To deal with this privacy commandeering, TrueCrypt has a couple of plausible deniability tricks. One trick is to hide an encrypted volume within an encrypted volume, each having separate passwords. The inner volume is undetectable. Which volume is accessed depends on which password is used. This trick allows a person to reveal the password of the outer encrypted file but "forget" to mention the inner encrypted volume. Another trick is the ability to hide an entire operating system (Windows only) behind a decoy encrypted operating system.

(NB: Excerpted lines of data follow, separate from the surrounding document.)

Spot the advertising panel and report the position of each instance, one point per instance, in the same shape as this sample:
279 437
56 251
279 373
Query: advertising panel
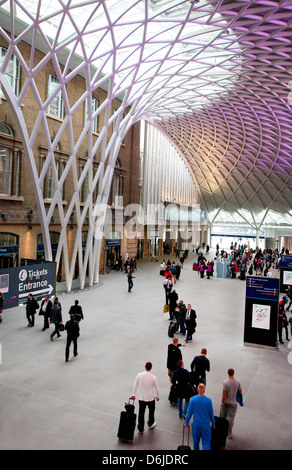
261 311
37 279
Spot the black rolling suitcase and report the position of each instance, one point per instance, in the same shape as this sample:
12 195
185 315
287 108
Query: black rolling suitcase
172 397
219 434
185 447
127 422
172 329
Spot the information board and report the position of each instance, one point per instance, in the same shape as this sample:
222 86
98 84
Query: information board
285 272
261 311
17 283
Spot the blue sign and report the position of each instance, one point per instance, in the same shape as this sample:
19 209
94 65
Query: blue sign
261 311
266 288
36 279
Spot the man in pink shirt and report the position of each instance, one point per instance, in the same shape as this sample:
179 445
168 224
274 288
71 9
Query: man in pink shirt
146 385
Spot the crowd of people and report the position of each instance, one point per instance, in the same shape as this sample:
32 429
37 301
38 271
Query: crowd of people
51 311
187 392
187 387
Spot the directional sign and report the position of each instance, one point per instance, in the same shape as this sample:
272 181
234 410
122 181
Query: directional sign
36 279
261 311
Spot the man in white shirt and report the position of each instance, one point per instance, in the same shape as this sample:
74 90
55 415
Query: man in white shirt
147 386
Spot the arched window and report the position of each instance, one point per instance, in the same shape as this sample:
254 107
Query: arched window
10 158
12 71
116 194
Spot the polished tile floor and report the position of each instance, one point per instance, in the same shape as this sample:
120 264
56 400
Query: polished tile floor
47 403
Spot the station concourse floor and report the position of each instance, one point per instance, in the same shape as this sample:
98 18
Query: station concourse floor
49 404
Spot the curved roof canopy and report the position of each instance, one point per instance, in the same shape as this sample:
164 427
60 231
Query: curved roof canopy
213 75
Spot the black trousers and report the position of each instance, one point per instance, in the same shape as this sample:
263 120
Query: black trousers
68 344
141 416
30 318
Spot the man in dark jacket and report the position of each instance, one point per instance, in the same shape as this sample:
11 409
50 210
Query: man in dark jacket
77 311
45 310
31 308
199 366
190 322
173 356
181 379
72 328
56 318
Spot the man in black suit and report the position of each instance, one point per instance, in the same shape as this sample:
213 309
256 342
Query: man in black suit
72 328
45 310
190 322
77 311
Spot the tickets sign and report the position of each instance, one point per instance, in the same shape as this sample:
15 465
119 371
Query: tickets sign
37 279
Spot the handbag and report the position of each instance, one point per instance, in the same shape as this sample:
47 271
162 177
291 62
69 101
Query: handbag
166 309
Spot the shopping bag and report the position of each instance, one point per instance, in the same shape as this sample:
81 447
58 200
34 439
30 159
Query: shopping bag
166 309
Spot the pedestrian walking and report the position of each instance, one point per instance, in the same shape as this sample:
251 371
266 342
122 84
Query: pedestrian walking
130 280
45 311
181 380
72 328
146 385
174 354
201 411
56 318
77 311
31 307
199 366
231 387
190 322
2 302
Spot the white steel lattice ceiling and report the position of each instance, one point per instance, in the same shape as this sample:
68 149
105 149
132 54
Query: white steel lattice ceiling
213 75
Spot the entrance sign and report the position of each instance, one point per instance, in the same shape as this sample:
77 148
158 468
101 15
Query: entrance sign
261 311
285 272
36 279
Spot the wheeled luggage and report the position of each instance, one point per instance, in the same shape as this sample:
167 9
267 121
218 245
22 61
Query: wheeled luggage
172 328
166 308
185 447
172 397
127 422
219 434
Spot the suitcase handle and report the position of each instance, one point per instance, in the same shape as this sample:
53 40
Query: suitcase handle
188 428
129 401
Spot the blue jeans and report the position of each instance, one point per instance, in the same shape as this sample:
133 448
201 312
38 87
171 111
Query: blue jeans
182 412
182 326
204 432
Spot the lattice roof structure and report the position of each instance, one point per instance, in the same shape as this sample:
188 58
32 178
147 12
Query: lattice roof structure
213 75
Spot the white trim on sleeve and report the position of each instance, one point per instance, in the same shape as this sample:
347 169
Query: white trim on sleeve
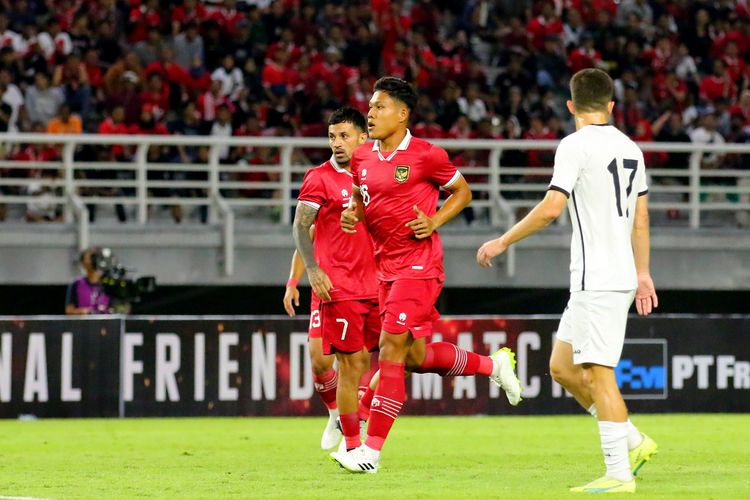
310 204
453 180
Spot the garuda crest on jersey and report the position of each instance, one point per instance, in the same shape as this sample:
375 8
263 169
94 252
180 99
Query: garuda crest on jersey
401 174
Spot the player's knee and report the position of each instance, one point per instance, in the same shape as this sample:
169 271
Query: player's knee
321 364
589 378
559 373
392 348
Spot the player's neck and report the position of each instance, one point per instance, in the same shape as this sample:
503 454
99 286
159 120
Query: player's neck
584 119
391 142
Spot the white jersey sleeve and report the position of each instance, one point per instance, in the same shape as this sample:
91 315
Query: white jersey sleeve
641 184
568 164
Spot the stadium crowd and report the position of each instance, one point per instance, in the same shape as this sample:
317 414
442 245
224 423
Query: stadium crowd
484 69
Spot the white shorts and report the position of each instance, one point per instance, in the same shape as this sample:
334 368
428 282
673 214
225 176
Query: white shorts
594 325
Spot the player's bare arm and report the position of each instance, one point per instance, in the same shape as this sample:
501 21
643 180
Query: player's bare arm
297 269
645 295
540 217
423 226
303 220
353 213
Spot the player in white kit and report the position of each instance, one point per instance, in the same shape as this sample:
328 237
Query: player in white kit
600 175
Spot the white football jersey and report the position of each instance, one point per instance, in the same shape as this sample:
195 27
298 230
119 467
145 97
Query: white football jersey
602 173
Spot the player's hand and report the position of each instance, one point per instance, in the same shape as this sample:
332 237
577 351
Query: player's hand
645 296
489 251
291 299
349 218
320 282
422 226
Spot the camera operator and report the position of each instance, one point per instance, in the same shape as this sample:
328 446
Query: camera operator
86 294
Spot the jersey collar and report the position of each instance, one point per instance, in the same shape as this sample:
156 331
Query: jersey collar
401 147
338 167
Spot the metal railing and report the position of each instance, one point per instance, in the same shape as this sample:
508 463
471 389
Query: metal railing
269 183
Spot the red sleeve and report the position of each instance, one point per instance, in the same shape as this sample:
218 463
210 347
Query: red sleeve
442 171
313 191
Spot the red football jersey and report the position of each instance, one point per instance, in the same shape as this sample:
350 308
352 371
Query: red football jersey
391 185
346 258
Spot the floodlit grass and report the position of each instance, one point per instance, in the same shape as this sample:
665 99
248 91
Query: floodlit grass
701 456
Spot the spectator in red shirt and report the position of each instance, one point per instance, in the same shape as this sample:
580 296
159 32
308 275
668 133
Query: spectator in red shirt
114 124
209 102
149 123
73 76
461 129
719 84
629 113
273 76
742 108
156 94
142 18
736 66
190 11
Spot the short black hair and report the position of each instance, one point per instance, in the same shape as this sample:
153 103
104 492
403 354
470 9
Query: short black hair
347 114
398 89
591 90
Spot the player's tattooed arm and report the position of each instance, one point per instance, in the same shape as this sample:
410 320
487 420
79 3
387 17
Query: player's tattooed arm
303 219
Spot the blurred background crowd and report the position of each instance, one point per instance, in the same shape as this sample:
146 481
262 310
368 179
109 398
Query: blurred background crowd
484 69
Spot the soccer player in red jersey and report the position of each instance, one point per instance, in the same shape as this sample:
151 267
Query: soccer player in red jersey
341 270
395 192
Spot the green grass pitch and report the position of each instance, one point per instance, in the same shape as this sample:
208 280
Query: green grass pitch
701 456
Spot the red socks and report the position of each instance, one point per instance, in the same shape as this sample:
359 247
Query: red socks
445 358
387 403
364 403
325 385
350 429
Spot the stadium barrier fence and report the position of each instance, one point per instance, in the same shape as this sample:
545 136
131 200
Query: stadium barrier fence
141 366
233 191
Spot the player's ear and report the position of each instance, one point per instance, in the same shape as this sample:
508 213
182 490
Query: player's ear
404 114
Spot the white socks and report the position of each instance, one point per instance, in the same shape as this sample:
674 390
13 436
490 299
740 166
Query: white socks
614 439
635 438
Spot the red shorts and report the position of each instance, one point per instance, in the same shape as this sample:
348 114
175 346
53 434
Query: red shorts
350 325
314 331
409 305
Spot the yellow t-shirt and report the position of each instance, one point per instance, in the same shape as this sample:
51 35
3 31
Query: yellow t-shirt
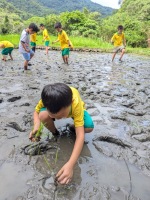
6 44
77 108
46 35
33 37
118 39
63 39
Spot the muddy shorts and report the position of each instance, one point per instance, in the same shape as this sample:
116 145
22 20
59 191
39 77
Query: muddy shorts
47 43
7 51
27 55
88 122
33 44
65 51
118 49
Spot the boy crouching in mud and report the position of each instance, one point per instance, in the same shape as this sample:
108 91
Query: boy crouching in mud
61 101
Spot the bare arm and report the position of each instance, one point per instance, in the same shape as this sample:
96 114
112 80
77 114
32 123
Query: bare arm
36 124
55 41
66 172
24 46
2 46
124 42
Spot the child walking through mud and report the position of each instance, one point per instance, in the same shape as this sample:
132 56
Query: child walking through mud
119 42
24 43
65 43
61 101
7 48
46 37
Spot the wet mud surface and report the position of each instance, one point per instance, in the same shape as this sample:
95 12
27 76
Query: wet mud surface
115 161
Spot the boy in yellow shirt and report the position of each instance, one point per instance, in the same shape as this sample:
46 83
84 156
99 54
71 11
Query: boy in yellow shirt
7 49
46 37
65 43
61 101
33 41
119 43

However, like most, although I like to rant against nefarious governments my real concern is having my laptop stolen. A web search revealed inconsistent statistics, but would I guess anywhere from 100,000 to 500,000 laptops are stolen each year. So my bigger worry is to have some thief get his hands on my private and financial data. This includes not only bank statements and brokerage account information, but related data in my operating environment such as cookies and the contents of my swap file.

Again, what to do?

I create a virtual machine that I exclusively use for my online financial transactions and private communications. I then store the virtual machine on a TrueCrypt volume on my laptop. Therefore, if my laptop is ever stolen, the thieves will be able to find all about my laptop web surfing habits, but nothing truly sensitive or potentially damaging that I store on the virtual machine.

BTW, I haven't overlooked that smartphones contain a lot of private data too. I'll address smartphone encryption in a later post.

1 comment:

  1. BTW, this Wired Magazine article describes how recently established guidelines "to keep a search warrant for computer data from turning into a license for a fishing expedition" have just been "gutted" by an appeals court.